TDM Ou Mun 澳視澳門
- Country: China
- Broadcast area: Macau Guangdong (partially, from 15 August 2023) International

Programming
- Language(s): Cantonese Mandarin
- Picture format: 16:9 (HDTV)

Ownership
- Owner: TDM - Teledifusão de Macau, S. A.

History
- Launched: 17 September 1990
- Former names: TDM Chinese (澳廣視中文台)

Links
- Website: http://www.tdm.com.mo/

Availability

Terrestrial
- Digital: Variable by district

= TDM Ou Mun =

Broadcasting channel in Macau

TDM Ou Mun (澳視澳門), formerly known as TDM Chinese (澳廣視中文台), owned by TDM - Teledifusão de Macau, S. A., is the first broadcasting channel in Macau. It is free-to-air, and in the Cantonese language. It is mainly focused on local news and informative programs such as "TDM News", "Macau Forum" and "Financial Magazine" etc.

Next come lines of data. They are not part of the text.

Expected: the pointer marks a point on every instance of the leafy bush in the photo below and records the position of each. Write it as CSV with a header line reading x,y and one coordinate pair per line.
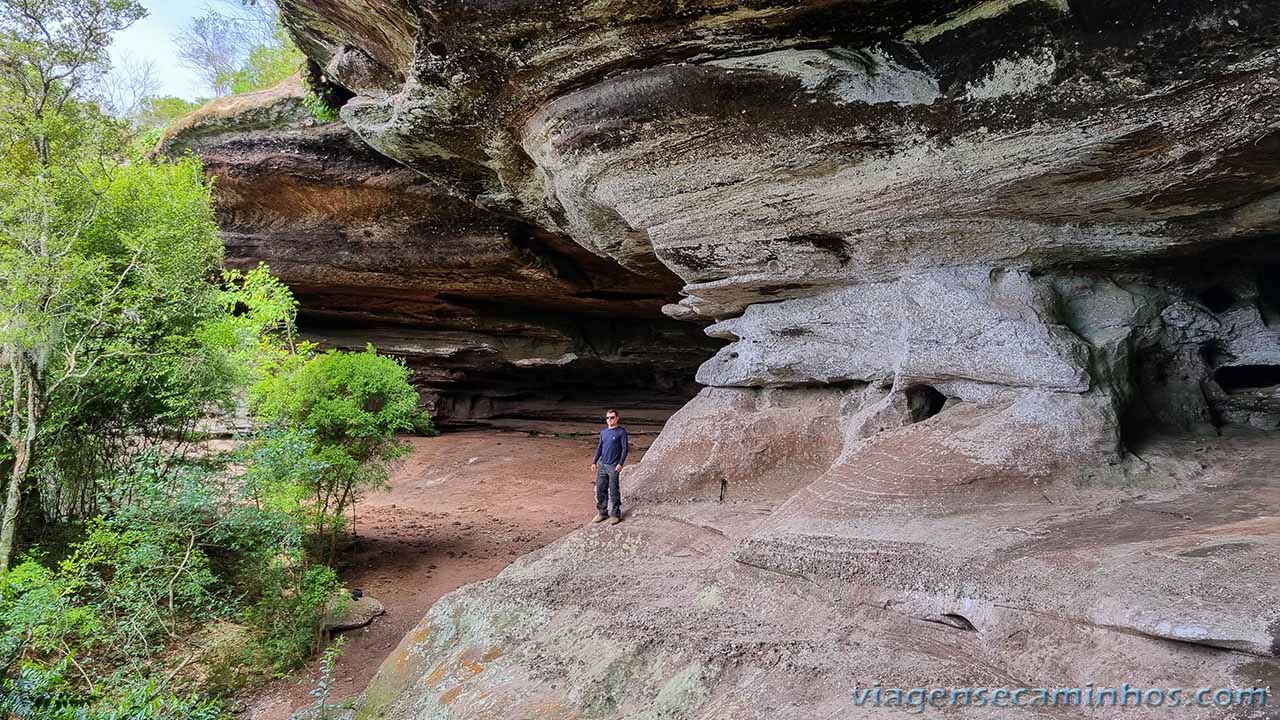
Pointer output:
x,y
265,65
343,410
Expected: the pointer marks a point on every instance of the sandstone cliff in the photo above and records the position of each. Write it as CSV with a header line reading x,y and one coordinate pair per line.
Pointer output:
x,y
1001,296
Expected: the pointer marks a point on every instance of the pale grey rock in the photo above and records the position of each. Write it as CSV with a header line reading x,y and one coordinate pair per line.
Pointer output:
x,y
961,324
982,268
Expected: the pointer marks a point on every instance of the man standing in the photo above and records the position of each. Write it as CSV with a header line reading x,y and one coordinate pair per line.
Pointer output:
x,y
609,456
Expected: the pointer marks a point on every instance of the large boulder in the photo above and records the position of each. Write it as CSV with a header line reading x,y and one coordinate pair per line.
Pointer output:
x,y
1001,295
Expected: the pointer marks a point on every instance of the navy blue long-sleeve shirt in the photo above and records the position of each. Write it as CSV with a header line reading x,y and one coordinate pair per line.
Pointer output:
x,y
613,447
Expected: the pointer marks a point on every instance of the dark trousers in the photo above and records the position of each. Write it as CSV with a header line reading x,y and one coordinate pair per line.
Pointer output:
x,y
607,490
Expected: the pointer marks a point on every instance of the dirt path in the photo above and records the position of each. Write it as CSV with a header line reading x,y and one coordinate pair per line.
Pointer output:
x,y
460,509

Also, it includes local living programs such as "Our people, our life" etc.

==History==
It was the second television channel to be created in Macau in 1990, when the Portuguese-language programming remained on the exclusive channel, while the Cantonese-language programming spun-off to its own channel. TDM planned to create the channel in late 1987, with initial test broadcasts scheduled for January 1988. By broadcasting in Cantonese, it would also lure potential viewers in Hong Kong. The service would also attract the Hong Kong advertising market in line with its ban on tobacco advertising scheduled for 1990, but would cause concern from the Hong Kong government because viewers would be attracted to "dangerous" advertisements. In preparation for its launch, TDM's sole channel was broadcsting its Cantonese output from 07:00 to 21:00 between 1989 and 1990.

==Availability outside Macau==
From 15 August 2023, TDM Ou Mun will also available to cable systems within the Pearl River Delta region of China, with a formal launch date of 1 October.